Decimation and filtering in the frequency domain

Question

I'm working on a Software Defined Radio project where I'd like to low-pass filter and decimate an analytical signal (IQ) sampled at 96ksps. Let's say the low-pass filter has a cutoff at 5kHz and I'd like to decimate by a factor 4 so that I have 24ksps out.

The idea is to perform the filtering using fast convolution using the overlap and save method as described in this article [pdf]:

http://www.3db-labs.com/01598092_MultibandFilterbank.pdf

I'm wondering if there are any pitfalls to my approach:

1. Performing an N length FFT.
2. Then doing an N length circular convolution (my multiplying with the FFT of my filter of length P).
3. Then performing an N/4 IFFT back to decimate by 4 using the N/4 center taps of the forward FFT. Since my filter is a low-pass with a cutoff at 5kHz there should be very little energy outside the N/4 center taps of the FFT, and the P - 1 samples I need to discard should also lie outside the IFFT (if my filter is not too long).

EDIT:

This specific application is on a Raspberry Pi 3. After having given this some more thought I've realized it's not as clever as I first thought. I've stared too much on 0 centered FFTs and briefly forgot this is not the case. I would have to "remove" zeros in the middle of my FFT to make it shorter and then perform the IFFT.

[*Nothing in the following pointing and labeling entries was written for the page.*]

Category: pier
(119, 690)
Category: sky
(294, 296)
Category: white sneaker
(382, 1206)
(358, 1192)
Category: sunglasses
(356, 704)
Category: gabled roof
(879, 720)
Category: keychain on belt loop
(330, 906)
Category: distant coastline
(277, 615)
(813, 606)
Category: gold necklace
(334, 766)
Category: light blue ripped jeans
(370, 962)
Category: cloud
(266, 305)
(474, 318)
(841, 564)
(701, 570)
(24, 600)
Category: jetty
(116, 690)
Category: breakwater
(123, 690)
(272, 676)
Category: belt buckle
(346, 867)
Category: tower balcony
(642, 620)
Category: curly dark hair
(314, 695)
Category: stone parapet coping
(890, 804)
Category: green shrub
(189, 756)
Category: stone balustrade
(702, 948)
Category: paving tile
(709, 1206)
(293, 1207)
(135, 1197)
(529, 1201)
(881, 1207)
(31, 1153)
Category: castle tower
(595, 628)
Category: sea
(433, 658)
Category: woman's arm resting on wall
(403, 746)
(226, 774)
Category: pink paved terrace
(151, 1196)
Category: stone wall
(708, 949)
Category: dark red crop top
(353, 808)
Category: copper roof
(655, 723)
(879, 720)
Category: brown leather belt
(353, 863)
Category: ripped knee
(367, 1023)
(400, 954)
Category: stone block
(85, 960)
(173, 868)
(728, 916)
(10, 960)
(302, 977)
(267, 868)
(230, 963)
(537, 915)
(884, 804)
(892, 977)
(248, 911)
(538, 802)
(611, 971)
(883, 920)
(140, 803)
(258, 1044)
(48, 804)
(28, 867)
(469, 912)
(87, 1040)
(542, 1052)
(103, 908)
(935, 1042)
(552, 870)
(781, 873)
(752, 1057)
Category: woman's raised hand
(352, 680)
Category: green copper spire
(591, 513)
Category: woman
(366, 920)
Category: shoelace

What I will do is to do the fast convolution with an N length FFT and N length IFFT, and decimate when I copy samples to the output buffer.

Answer 1

I do a lot of decimation in the frequency domain. Little details are important.

I assume you already know the basic rules for fast convolution: the FFT length N is equal to the data blocksize L plus the length of the filter impulse response M minus 1. Each operation uses L samples of new data plus M-1 samples of data from the old block.

Ensure that the impulse response of your lowpass filter is shifted to the front of your time domain buffer AND properly windowed to M samples before you take the forward FFT to get the frequency domain representation of your filter. This keeps the result from wrapping around in the time domain when you take the inverse FFT. (Remember you're actually doing circular convolution when you want linear convolution.)

Kaiser is by far my favorite window because of its tuning knob. Use a large enough value to push the sidelobes down, as they will alias into your output. I typically construct a zero-phase brick wall in the frequency domain, take the inverse transform, apply the window and shift to the front of the buffer, then take the forward FFT.

Also make sure that the main lobe of your frequency response is still essentially zero past the Nyquist limit of your decimated output. I.e., don't make the Kaiser parameter too big.

If you're also doing frequency shifting by rotating the frequency bins, remember that you have to shift by a number of bins that corresponds to one data block size. For example, if L=M-1, then you can translate by any even number of bins.

Don't worry about FFT blocksizes that aren't powers of two. Just pick a convenient size that doesn't have any large prime factors and FFTW3 will perform well. I use L=M-1=3840 to decimate 192 kHz by 4:1 to 48 kHz with a block time of 20 ms. That's a FFT blocksize of L+M-1 = 7680 = 2^9 * 3 * 5.